Surprise, surprise. California lawmakers are increasingly exploiting a legal loophole to skirt campaign finance limits.
Somewhat restrained by a $4,100 per election cap on what they can solicit from individual contributors for campaign accounts, lawmakers are taking advantage of "campaign measure" committees. That allows them to raise unlimited funds from special interests, ostensibly to support or oppose a ballot measure, but also to organize lavish junkets and dole out favors to friends and others in their political machines.
Las Vegas is a favored destination. Sen. Ed Hernandez, D-West Covina, has a "California College Opportunity" ballot committee. He has spent three-fourths of his committee funds on fundraising, including wining and dining 25 guests on an overnight stay at the Bellagio in Las Vegas. Sen. Kevin de Leon, D-Los Angeles, held a fundraiser for his "Believing in a Better California" committee at a 2012 Las Vegas prizefight. Later he spent more than $2,000 on "thank-you gloves" to 21 lobbyists and other power players who attended the fundraiser.

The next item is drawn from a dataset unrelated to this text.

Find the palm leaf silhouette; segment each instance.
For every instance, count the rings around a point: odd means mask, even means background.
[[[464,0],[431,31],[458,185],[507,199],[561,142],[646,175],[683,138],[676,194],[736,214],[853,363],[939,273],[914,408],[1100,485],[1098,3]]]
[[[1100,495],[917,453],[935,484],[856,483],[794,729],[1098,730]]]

Lawmakers, including Senate President Pro Tem Darrell Steinberg and Assembly Speaker John A. Pérez, spend hundreds of thousands of dollars from these committees on "consultants," but don't have to detail how that money is spent. Is it expended on ballot measures? Or does some of the money go to consulting that benefits the lawmaker behind the committee, without that being reported?
At their best, these kinds of committees allow lawmakers to promote initiatives that benefit California. At their worst, they are slush funds for lawmakers to parcel out patronage, while allowing special interests to ingratiate themselves with lawmakers without restrictions on the dollars contributed.